Um exemplo dessa reincidência e ousadia é o “Homem-Aranha”, que escalava prédios na região Centro-Sul para roubar apartamentos. Marcos Alberto Fernandes de Souza invadiu cinco residências em dois meses deste ano, conforme a Polícia Civil. Ele foi detido em maio deste ano, mas já tinha uma longa ficha criminal, com passagens por furto e roubo. A Secretaria de Administração Prisional (Seap), informou que, dessa vez, ele continua preso.
Perfil. Geralmente, os criminosos reincidentes ou repetentes são pessoas já “empoderadas”, que confiam na lentidão ou na ineficiência da Justiça, segundo o comandante do CPC. “Eles sabem que a Justiça não funciona, ou funciona tardiamente. Já praticaram inúmeros crimes e são presos sabendo que em poucos dias estarão nas ruas”, explica.
Além dessa ideia de poder, eles têm em comum a especialização: a maioria se concentra em um tipo de crime. “Cada um vai se especializando naquilo que tem mais facilidade ou entende melhor a dinâmica”, diz o coronel. O comandante enfatizou que o esporte, a escola de tempo integral e várias outras iniciativas poderiam ajudar a evitar que os jovens entrem para o crime. Para os egressos do sistema prisional, ele considera que oportunidades de trabalho reduziriam a reincidência.
Saiba mais
Presos. A Secretaria de Estado de Administração Prisional (Seap) administra 210 unidades prisionais no Estado. São 68.140 presos para 36.142 vagas.
Reincidência. Termo jurídico usado quando a pessoa cometeu um crime, cumpriu a pena e voltou ao crime dentro de cinco anos.

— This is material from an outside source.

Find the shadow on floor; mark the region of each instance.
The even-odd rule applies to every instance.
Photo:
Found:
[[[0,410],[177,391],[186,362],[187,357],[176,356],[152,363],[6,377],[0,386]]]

Projeto. Foi publicado no “Diário Oficial do Município” da última terça-feira, a criação de um grupo de trabalho para prevenção à letalidade de jovens e adolescentes para elaborar propostas de ações intersetoriais.
Alteração na lei não diminuiria a violência
FOTO: Denilton Dias |
Coronel Winston Costa diz que, em alguns casos, penas são leves |
O juiz auxiliar da presidência do Tribunal de Justiça de Minas Gerais (TJMG), Thiago Colnago Cabral, considera que o aumento da pena prevista no Código Penal não seria eficiente para reduzir a reincidência no crime. Para o magistrado, programas de apoio e a mudança da realidade social são essenciais para evitar e reduzir a criminalidade.
“Se todos os traficantes fossem presos da noite para o dia, o tráfico não acabaria. Se aumentarmos o aprisionamento e não modificarmos as estruturas sociais, vão aparecer outros (traficantes). A pena controla uma pessoa, e não a prática delitiva”, explica.
Nesse cenário, a segurança pública envolve educação de qualidade e também empregabilidade. “Se não há vagas de emprego para quem está solto, imagina para o preso”, diz Cabral. O juiz lembrou ainda que nos últimos anos houve a aprovação de leis que aumentaram o encarceramento.
“O sujeito que praticasse tráfico até 2011 poderia ficar no (regime) semiaberto. Agora, é só regime fechado”, exemplificou. Ele ainda ressaltou que, se o país escolher prender mais, também terá mais custos, já que um detento custa ao Estado cerca de R$ 5.000 por mês.
Investigação. A Polícia Civil informou, por meio de nota, que há delitos em que o Código Penal determina que o delegado aplique fiança (crimes cuja pena de restrição de liberdade seja de até quatro anos). No entanto, a corporação garantiu que, apesar de não haver prisão, o suspeito é investigado. Posteriormente, com a autorização da Justiça, ele pode ser preso em função de um mandado de prisão.